With characteristic bluster, Blagojevich routinely has announced programs and initiatives that never moved an inch off the launch pad. No announcement would be complete without his pandering mantra of “the hard-working people of Illinois.” Today there are office pools, all right, but of a different kind. The governor, with characteristic brass, has been crowing that he’s back hard at work, signing the occasional bill here and there.
Call us cynical, but speculation about what the gov really is doing all day includes: Downloading songs by The King; ordering Blackhawks tickets; stocking up on hair brushes; floating the state lottery on eBay?
Ask a dozen people who have been in and or around the governor: “What’s wrong with this guy?” And you are likely to get a dozen different answers:
- “Attention deficit disorder.”
- “Desperate to be the golden boy of his immigrant parents.”
- “A classic have-not who longs to be a have.”
- “When he married Chicago Ald. Richard Mell’s daughter (Patti) that was his meal ticket.”
- “I always thought he’d be indicted, but I never knew he swore that much.”
- “There’s that sense of entitlement that comes from being a Chicago pol.”
The phrases “delusional” and “alternate reality” come up as if the governor were the star of a Michael Crichton novel.
You’ve covered him for years, I asked one seasoned reporter, what makes him tick? “It’s difficult,” he said, “because he acts so irrationally.
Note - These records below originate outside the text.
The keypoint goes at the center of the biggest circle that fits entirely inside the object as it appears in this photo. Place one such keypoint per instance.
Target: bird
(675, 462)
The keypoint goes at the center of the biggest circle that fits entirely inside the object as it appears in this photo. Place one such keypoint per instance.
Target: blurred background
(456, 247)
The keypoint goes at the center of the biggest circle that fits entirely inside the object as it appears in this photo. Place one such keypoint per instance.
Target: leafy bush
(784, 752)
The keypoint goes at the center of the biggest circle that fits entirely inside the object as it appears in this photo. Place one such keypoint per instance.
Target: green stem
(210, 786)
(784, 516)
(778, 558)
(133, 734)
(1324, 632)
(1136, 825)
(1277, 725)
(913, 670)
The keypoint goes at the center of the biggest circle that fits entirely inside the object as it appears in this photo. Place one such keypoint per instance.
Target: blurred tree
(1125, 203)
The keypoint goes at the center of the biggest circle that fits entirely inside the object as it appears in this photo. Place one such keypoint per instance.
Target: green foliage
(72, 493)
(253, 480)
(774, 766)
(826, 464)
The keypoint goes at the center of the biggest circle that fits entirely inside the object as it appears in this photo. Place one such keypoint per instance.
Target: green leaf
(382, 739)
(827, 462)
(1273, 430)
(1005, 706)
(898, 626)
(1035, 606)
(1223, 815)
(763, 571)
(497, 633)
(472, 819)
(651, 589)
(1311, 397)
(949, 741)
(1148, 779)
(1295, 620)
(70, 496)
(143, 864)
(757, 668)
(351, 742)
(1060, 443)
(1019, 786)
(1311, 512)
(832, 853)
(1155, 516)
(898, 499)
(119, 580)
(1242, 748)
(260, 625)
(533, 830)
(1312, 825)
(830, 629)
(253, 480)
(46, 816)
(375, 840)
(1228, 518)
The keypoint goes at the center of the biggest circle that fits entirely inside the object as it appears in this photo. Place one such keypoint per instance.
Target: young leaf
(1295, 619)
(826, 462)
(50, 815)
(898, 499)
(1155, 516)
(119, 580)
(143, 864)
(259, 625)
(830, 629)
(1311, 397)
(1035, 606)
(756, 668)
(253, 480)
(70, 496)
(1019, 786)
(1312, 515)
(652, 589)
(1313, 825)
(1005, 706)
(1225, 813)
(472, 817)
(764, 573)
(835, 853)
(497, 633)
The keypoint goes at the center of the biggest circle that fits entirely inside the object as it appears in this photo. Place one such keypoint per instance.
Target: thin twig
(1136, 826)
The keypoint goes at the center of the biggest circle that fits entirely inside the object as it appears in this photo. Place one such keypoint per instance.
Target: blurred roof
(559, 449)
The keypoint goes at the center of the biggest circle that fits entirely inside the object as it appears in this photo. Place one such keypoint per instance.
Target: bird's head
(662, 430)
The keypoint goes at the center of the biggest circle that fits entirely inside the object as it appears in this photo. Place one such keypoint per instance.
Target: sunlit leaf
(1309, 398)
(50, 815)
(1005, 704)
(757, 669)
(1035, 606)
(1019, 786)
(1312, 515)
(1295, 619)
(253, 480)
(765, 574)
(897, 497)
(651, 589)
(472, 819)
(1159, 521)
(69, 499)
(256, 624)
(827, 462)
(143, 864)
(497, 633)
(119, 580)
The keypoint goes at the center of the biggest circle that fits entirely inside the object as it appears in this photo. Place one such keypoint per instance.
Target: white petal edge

Nobody thinks exactly the way he does.”
Meanwhile, the second panel of my own cartoon shows the scientists shaking the brain-encased jar, scrutinizing it to no particular avail.
“I just don’t get it,” says scientist one
“Me neither,” says scientist two.
“Let’s not, though,” they say in unison, “under any circumstances, send this thing over to Cloning.”
Paul Povse is a freelance journalist based in Springfield, Ill.